Model giving different test accuracies for different batch sizes

I am running the official code for the pyramidal vision transformer on CIFAR-10.

For a batchsize of 128, my test accuracy starts at 40%,

but for a batch size of 4, my model starts at a test accuracy of 44-45%.

Here’s a high level visualization of the PVT model for a quick understanding:

I have attached my colab code below.

The code for the model has been directly taken from the official PVT code:

I am not sure why I am getting different accuracies for different batch sizes in Pytorch. I have converted the code to keras and am getting the same test accuracy for different batchsizes in keras, so I’m not sure where I’m going wrong. Will be glad if someone could help me with this! Thanks!
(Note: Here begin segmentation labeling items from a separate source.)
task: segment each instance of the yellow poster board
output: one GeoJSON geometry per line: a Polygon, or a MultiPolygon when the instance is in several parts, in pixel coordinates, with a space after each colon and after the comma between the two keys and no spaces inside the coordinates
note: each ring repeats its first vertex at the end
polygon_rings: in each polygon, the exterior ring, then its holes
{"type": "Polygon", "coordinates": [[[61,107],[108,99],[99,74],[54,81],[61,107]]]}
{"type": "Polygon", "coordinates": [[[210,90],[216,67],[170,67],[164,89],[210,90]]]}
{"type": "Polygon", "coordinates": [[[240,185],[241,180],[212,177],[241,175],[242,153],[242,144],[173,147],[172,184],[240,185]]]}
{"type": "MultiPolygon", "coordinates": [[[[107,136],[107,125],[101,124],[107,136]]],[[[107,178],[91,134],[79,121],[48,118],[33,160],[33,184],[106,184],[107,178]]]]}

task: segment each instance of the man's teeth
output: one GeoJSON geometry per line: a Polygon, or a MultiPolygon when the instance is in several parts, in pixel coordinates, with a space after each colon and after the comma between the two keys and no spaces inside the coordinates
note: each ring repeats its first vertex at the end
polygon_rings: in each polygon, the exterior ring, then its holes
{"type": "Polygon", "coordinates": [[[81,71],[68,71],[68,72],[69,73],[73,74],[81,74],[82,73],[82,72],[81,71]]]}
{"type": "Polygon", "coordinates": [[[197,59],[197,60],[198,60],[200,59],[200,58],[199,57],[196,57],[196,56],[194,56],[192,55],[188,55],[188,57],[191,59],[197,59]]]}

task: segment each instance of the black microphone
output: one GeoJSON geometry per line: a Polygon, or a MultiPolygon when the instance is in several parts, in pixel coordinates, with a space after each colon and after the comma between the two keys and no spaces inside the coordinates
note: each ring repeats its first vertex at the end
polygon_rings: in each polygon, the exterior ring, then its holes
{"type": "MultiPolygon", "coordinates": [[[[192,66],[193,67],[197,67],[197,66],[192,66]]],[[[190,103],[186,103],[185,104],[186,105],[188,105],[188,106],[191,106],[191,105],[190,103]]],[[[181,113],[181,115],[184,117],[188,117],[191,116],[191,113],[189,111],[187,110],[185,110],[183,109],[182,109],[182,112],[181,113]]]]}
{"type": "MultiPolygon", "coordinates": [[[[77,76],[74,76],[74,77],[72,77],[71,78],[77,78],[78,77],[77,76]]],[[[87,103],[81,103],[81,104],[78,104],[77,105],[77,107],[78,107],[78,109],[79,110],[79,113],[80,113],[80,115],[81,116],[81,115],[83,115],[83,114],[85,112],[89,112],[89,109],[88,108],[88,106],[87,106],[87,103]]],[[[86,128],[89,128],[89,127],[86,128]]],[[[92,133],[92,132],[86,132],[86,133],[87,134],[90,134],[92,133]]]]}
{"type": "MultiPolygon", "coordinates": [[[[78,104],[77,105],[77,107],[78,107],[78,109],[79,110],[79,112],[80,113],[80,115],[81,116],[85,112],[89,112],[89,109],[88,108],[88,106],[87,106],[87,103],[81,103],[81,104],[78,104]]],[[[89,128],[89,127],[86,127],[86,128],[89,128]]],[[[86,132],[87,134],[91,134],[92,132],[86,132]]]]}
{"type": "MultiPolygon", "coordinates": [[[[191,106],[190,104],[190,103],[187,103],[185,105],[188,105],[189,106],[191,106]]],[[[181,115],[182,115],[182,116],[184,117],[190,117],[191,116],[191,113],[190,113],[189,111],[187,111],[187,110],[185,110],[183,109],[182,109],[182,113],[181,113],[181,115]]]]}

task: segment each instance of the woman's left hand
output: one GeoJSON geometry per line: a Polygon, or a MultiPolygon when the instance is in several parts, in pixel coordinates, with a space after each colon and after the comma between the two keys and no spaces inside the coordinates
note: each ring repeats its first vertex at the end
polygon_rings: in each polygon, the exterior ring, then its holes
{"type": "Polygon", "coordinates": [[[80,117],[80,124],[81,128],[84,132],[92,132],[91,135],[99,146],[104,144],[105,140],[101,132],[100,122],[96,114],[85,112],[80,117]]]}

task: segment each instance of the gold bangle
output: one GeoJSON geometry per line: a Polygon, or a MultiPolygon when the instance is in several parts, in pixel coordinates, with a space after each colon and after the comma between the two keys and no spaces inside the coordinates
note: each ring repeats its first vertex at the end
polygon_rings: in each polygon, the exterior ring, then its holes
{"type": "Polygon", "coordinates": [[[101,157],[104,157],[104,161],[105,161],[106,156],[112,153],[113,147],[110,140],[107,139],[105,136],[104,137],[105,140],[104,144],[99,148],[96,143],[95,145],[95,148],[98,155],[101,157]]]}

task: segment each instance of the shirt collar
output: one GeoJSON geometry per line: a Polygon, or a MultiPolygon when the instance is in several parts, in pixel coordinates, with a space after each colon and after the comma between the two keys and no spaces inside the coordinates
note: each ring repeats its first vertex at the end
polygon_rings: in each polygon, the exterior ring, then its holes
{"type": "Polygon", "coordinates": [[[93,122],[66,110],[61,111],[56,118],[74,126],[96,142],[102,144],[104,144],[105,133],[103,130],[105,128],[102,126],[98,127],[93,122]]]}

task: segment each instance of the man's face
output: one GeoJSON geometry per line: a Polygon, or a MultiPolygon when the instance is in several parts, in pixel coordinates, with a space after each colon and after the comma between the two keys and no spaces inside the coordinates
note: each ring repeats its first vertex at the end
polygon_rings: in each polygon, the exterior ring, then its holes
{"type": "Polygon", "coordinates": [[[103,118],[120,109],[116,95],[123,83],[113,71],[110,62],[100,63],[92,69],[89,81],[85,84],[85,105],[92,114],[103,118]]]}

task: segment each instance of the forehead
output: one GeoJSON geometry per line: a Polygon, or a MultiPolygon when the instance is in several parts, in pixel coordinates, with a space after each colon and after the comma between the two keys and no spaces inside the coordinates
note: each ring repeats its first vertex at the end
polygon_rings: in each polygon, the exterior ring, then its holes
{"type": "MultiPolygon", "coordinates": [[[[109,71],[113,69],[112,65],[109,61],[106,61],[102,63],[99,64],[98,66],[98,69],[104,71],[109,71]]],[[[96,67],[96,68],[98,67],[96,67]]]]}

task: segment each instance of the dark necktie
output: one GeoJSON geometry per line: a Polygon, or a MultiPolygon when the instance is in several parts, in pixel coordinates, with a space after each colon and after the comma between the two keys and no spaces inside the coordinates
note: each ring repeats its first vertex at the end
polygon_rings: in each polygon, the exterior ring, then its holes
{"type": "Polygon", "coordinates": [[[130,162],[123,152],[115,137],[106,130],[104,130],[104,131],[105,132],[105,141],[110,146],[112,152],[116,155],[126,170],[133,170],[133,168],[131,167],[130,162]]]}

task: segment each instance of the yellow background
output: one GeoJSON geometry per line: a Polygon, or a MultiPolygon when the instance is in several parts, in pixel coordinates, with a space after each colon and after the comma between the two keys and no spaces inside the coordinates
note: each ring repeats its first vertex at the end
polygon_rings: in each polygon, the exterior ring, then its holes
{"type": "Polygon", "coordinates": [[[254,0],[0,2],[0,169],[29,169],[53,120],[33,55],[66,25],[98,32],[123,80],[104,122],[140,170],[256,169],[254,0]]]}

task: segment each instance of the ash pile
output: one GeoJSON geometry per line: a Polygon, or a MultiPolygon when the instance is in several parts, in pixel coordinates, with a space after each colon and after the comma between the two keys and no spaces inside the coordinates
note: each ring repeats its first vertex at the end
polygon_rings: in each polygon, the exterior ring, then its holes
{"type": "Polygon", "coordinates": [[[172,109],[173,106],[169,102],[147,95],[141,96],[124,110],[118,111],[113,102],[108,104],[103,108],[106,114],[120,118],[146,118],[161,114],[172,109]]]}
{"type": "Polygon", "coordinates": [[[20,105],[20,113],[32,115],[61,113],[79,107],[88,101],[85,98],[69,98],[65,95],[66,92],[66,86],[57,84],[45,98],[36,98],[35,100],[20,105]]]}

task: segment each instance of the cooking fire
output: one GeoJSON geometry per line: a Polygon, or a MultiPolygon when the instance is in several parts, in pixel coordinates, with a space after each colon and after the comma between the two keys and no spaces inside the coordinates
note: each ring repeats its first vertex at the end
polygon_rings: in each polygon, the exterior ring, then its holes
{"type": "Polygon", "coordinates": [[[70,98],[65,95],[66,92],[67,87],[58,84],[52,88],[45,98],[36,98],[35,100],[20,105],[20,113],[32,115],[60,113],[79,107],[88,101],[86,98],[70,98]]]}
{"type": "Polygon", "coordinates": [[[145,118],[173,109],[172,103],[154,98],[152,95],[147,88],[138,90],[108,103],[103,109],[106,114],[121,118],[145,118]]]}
Changing the validation batch size alone should not change the validation accuracy.
However, in your current code you are changing the training and validation batch sizes together, which is expected to potentially change the accuracy, since different training batch sizes would change the convergence of the model.
I don’t know why you are not seeing the same issue in Keras, but it’s surprising to see the same accuracy for different training batch sizes.

Thanks for the reply! I’ll look into my keras code just to see if I am missing out on anything. Also, In my keras model, the model accuracy is stagnating after 10-15 epochs. Is there anything I can try to ensure I am getting the same accuracy as the pytorch model?